So, we were faced with the task of binary classification.
Indeed, how to distinguish a subscriber (even a very sociable, with a wide range of new contacts) from a spammer who tirelessly imposes the services of another medical center? At first, we considered those numbers that call many different subscribers to be spam, but it turned out to be difficult to distinguish from online stores. Then we decided to take the numbers, whose calls are often dropped, but people sometimes drop calls when they are just not comfortable talking. We also tested the hypothesis that subscribers will not call back to spammers’ numbers (within a short period of time after a missed call), but there were too many such numbers, perhaps for some subscribers this is standard behavior, they do not call back to friends. As a result, we came to the decision that spam numbers differ in the level of user dissatisfaction with them. Therefore as target variable numbers were taken, which received a lot of complaints, and negative examples were marked out of those that have few negative reviews or none at all.
Aggregated data on the subscriber activity of the subscribers were used as signs: the average duration of calls, the periods of the day with the highest activity, the average duration of a break between calls, the speed of updating the circle of contacts, and many others. We also noticed that many spammers select “beautiful numbers” or similar to well-known existing ones (for example, the bank’s hotline number) and add such binary features.
The next step was to choose an optimization metric. In our decision, it was important not to block calls from regular numbers, so we determined that the accuracy of the model should be at least 95%. Precision is the percentage of numbers recognized as objects of a spam class that the model correctly predicted. But it is important to block as many unwanted numbers as possible, so choose the maximum recall (recall) for an acceptable level of accuracy. The final version of the model has the following indicators: 95% precision, recall 94%. Now the model is on the schedule and is regularly retraining to note changes in the call activity of various groups of subscribers, and these metrics are checked so that they do not fall below 90% each.

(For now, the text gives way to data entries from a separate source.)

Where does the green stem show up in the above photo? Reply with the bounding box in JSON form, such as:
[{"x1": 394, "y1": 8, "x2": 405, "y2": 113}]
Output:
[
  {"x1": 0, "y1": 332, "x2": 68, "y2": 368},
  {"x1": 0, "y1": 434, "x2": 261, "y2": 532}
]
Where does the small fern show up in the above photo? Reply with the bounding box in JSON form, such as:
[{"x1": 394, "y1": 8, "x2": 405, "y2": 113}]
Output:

Due to the fact that spam numbers are much smaller than usual, that is, the sample is unbalanced, the number of negative examples has been reduced relatively positive (undersampling). In the validation sample, the class ratio was chosen real in order to have an idea of the quality of the model’s work “in battle”. Also, only those spam numbers that were active on a certain date due to the inconsistency of spammers were included in the sample: there are periods of active dialing, and there is a period of passivity when they make several calls, most likely to maintain the number. Sometimes the numbers after the campaign are blocked and transferred to another owner.
As an algorithm, the implementation of xgboost boosting was used, since it gave the best results on the validation sample. Important signs for the model turned out to be: data on the activity of subscribers at different times of the day, the number of short calls, the breadth of the circle of friends. An interesting fact was that the feature of the telecom operator entered the top features. Below on the chart, we anonymized mobile operators and presented statistics on the use of their numbers by spammers:
In this task, it was not possible to conduct A / B testing: the service at the network level does not imply the presence of various lists of spam numbers, so we launched the pilot of the first version of the model inside the company, colleagues and top management became testers. One of the positive features of internal testing is quick feedback. We immediately began to pour questions:
- why did this number get through?
- why did you block this number?
- I do not need another car insurance (how much can I ?!)

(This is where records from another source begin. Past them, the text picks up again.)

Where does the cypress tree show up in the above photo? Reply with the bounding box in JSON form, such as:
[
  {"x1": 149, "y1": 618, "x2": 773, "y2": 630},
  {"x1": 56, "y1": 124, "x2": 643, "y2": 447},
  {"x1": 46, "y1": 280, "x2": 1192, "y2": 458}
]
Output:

Our personal experience also became an additional reason to search for new features for the model, when after a long wait for delivery from the online store the courier’s phone was found in the list of blocked ones.
Launch in prod
Another serious problem in the classification of numbers was the difference in ideas about what spam was: for some, calls with a loan offer are unnecessary information, and someone is waiting for personal offers and choosing the best one, so the subscriber was given the opportunity to view the list of callers numbers with the option to disable those that are potentially useful to him.

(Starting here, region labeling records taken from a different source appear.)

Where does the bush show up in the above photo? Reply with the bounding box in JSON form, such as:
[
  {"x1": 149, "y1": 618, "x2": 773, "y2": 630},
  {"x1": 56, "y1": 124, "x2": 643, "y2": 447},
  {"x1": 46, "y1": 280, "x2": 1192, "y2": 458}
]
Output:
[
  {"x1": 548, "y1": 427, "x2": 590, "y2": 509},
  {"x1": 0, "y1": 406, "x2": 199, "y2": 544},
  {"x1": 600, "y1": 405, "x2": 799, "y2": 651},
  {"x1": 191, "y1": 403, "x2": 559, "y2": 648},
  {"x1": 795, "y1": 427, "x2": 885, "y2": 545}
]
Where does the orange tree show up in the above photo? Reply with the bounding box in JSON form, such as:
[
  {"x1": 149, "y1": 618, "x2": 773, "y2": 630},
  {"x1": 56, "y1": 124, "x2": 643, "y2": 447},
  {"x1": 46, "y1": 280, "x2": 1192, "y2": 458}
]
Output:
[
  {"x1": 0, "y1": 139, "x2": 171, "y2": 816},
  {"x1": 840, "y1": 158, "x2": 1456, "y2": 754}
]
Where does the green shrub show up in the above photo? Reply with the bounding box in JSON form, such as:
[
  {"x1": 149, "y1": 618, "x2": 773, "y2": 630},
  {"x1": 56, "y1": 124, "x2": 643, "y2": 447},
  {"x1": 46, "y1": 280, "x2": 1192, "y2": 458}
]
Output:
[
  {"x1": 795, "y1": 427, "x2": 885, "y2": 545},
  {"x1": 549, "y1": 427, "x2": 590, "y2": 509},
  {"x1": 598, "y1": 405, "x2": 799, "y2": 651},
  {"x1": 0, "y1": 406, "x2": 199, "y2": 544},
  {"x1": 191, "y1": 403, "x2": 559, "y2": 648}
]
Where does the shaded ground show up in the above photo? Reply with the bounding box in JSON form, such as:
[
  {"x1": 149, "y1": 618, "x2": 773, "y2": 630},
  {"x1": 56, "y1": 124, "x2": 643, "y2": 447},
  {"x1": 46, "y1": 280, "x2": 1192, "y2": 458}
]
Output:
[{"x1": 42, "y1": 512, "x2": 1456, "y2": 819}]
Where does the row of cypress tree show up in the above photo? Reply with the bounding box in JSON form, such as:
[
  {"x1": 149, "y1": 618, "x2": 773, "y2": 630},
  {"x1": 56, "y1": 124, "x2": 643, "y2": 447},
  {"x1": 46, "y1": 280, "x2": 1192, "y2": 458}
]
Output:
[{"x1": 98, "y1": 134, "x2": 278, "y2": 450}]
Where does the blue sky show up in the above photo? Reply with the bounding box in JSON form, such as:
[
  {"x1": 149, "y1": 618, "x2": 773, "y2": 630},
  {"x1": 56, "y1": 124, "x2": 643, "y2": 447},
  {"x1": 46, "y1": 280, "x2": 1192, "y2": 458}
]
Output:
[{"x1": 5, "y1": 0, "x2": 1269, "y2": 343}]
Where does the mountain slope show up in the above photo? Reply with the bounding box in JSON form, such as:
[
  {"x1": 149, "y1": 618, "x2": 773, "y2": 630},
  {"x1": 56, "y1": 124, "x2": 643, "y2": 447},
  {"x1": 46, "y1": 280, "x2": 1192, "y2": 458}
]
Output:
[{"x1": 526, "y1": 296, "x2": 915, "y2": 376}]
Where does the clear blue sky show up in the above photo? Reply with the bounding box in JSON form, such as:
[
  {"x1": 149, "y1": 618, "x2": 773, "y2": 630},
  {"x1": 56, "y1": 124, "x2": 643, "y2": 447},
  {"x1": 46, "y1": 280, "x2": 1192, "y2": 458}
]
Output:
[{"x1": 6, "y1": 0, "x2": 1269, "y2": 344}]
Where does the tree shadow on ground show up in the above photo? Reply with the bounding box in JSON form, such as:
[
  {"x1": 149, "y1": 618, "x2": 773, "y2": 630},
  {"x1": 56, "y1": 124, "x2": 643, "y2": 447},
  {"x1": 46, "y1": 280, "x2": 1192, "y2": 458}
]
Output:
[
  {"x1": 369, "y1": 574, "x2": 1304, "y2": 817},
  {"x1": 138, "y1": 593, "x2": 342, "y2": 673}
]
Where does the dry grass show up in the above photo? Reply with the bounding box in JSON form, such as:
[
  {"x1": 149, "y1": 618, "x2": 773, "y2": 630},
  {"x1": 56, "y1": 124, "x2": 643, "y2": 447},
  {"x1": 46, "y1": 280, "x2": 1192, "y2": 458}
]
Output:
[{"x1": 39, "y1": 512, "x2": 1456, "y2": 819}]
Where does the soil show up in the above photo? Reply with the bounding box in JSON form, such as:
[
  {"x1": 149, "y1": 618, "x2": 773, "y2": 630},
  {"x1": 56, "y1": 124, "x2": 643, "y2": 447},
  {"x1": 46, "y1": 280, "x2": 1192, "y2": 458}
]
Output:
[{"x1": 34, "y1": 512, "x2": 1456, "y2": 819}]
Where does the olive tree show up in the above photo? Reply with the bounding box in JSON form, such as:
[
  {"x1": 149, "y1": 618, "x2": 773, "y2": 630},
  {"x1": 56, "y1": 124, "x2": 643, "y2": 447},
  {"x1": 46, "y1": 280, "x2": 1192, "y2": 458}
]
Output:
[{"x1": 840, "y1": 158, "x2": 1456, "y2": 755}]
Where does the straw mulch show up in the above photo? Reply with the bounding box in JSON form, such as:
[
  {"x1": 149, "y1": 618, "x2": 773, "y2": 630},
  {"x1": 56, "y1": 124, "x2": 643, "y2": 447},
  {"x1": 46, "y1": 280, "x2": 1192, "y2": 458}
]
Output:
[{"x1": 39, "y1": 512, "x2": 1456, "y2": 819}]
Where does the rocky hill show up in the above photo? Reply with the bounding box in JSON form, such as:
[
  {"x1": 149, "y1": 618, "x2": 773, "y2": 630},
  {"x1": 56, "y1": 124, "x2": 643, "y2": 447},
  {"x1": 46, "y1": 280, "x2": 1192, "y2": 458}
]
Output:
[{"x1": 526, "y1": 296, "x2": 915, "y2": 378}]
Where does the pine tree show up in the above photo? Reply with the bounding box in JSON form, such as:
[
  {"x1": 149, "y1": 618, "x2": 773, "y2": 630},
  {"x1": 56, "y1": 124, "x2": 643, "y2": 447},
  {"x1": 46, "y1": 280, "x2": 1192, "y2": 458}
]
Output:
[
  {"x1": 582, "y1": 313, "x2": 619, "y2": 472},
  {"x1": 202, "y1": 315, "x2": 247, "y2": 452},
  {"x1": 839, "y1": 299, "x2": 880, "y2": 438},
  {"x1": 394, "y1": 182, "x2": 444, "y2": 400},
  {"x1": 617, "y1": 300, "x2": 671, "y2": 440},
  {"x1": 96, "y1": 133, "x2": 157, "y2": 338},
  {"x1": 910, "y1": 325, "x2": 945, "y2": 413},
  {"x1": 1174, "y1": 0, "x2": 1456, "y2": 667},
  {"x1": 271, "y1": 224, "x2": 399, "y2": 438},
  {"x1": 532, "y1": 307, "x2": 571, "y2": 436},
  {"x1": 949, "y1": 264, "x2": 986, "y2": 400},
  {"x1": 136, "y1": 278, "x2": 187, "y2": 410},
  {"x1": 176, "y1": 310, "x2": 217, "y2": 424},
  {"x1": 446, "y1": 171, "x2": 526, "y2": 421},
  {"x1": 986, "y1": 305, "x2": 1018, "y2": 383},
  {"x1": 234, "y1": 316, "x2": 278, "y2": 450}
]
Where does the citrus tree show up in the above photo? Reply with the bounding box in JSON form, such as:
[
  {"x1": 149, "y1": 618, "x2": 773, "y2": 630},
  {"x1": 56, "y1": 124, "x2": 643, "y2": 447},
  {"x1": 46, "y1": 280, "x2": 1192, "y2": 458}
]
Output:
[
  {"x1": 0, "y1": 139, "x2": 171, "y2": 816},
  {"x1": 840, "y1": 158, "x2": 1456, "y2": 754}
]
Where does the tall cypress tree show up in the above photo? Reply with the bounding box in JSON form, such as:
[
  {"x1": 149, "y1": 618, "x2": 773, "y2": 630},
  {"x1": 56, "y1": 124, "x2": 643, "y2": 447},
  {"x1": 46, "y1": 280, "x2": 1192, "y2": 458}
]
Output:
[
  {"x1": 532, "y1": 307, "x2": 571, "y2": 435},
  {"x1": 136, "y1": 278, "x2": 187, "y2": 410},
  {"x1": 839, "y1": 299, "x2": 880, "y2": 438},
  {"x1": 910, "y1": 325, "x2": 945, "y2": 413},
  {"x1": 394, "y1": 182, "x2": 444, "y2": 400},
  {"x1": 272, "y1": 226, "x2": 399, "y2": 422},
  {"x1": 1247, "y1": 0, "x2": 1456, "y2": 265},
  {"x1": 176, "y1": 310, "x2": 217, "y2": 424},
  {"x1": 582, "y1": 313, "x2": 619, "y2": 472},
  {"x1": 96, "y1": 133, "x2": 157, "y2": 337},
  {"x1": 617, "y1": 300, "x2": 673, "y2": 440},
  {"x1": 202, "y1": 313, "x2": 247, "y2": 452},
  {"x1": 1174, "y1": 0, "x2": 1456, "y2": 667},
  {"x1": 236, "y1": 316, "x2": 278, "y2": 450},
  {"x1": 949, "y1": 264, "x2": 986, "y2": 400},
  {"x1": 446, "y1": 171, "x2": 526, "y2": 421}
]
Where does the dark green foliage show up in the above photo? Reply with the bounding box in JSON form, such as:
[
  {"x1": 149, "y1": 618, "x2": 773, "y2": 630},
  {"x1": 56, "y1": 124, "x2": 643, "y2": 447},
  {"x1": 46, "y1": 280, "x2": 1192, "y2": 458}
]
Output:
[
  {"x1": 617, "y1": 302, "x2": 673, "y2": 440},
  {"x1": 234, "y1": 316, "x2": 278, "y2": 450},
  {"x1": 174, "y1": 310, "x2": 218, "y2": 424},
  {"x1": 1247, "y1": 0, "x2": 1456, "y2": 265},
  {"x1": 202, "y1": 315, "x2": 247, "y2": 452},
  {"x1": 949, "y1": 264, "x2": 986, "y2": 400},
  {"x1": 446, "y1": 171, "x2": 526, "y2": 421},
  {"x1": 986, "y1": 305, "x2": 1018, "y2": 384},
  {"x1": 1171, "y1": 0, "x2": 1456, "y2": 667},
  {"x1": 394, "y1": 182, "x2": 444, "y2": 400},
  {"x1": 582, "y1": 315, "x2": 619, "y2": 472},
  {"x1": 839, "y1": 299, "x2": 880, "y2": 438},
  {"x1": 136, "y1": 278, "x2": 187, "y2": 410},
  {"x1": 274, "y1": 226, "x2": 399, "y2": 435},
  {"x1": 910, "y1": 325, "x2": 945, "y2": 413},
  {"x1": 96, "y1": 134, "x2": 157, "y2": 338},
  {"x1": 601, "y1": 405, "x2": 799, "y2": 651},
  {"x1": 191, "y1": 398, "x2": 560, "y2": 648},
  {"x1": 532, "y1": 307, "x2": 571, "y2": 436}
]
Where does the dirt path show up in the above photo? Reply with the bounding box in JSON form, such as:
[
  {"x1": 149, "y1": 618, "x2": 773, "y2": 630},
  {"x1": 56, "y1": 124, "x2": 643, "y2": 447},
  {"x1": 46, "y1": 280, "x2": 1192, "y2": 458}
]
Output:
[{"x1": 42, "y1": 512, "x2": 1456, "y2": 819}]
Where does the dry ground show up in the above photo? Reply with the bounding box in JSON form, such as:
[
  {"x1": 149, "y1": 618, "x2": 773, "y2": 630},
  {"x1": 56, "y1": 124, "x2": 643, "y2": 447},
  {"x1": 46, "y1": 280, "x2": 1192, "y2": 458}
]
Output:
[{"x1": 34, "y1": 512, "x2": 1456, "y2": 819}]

One of the most popular requests from users to finalize the service was to expand the informativeness of the SMS report on daily blocked numbers with data on call categories, for example, banks, medical services or real estate.
The first versions of the model were built on features collected over a long period of time, but we noticed that the model often does not consider numbers that appeared recently to be spam, i.e. new numbers or those that have started active caller calls after a period of “silence”. To solve this problem, we built an additional model on features collected over a shorter period. It was not enough to add “short” features to the training showcase, since the training samples themselves are different: subscribers who are active for a long and short periods of time do not match.
Our further plans for the development of the product include the creation of individual spam lists, taking into account the client’s profile and his needs, the transfer of the model’s work to online mode, so that it catches the peak of spammers’ activity starting here and now.